The South Korean credit card payments market is set to grow at a compound annual growth rate (CAGR) of 4.8% between 2022–2026 to reach KRW1,060.5 trillion ($890.9 billion) in 2026, as it recovers from the COVID-19 pandemic, forecasts GlobalData a leading data and analytics company.

According to GlobalData’s Payment Cards Analytics the credit card payments value declined by 0.1% in the country in 2020, due to reduced consumer spending during the pandemic. However, the market registered a 9.9% growth in 2021, supported by economic recovery and government initiatives to boost consumer spending.

Kartik Challa, Senior Banking and Payments Analyst at GlobalData, comments: “Credit cards are the most preferred payment choice in South Korea, accounting for nearly 80% of total card payments by value in 2022. Koreans are prolific users of credit cards with the frequency of payments by credit cards at 137.5 times in 2022, which is much higher than that noted in developed markets such as France, Canada, the US, and the UK, where the frequency of use is 128.1, 83.6, 68.8, and 54.9, respectively.”

The Korean government has been taking a number of initiatives to promote the usage of card payments.

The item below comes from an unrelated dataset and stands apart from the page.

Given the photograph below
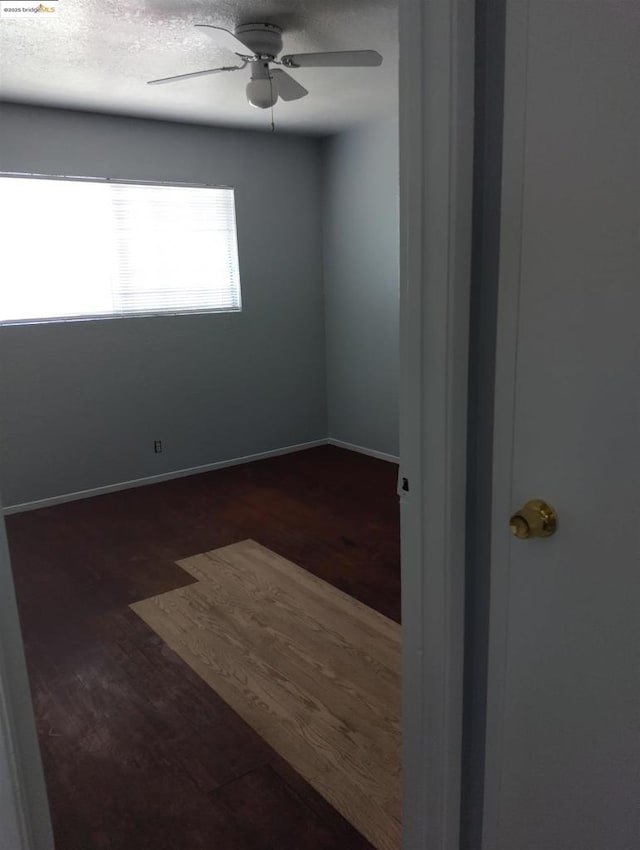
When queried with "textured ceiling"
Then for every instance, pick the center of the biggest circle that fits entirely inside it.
(98, 56)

On October 1, 2021, the Ministry of Strategy and Finance launched the Win-Win Consumption Subsidy program, which allowed card holders to receive 10% cashback if their monthly credit/debit card usage is 3% higher than their average monthly usage in the last two quarters. The scheme ended on June 30, 2022.


Earlier, in January 2021, the government announced a slew of tax benefits for consumers to claim additional tax deductions of up to KRW1.0 million ($840.0) on increased credit card spending by 5% in 2021 compared to 2020.

Although on a recovery path, the Korean credit card market still faces a number of challenges such as global geopolitical risks and inflation. To tackle the rising inflation, the central bank of South Korea increased its benchmark interest rate from 2.25% to 2.50% in August 2022, which was further increased to 3% in October 2022. Rising interest rates will increase borrowing costs on credit cards, thereby discouraging credit card spending.

Challa concludes: “The reopening of businesses, rising employment, and government initiatives have all increased consumer spending in South Korea, thereby benefitting its credit card market. A revival in travel will further boost the credit card usage in the country. However, heightened global economic uncertainty and rising inflation could slowdown growth in the near-term, dampening consumer confidence.”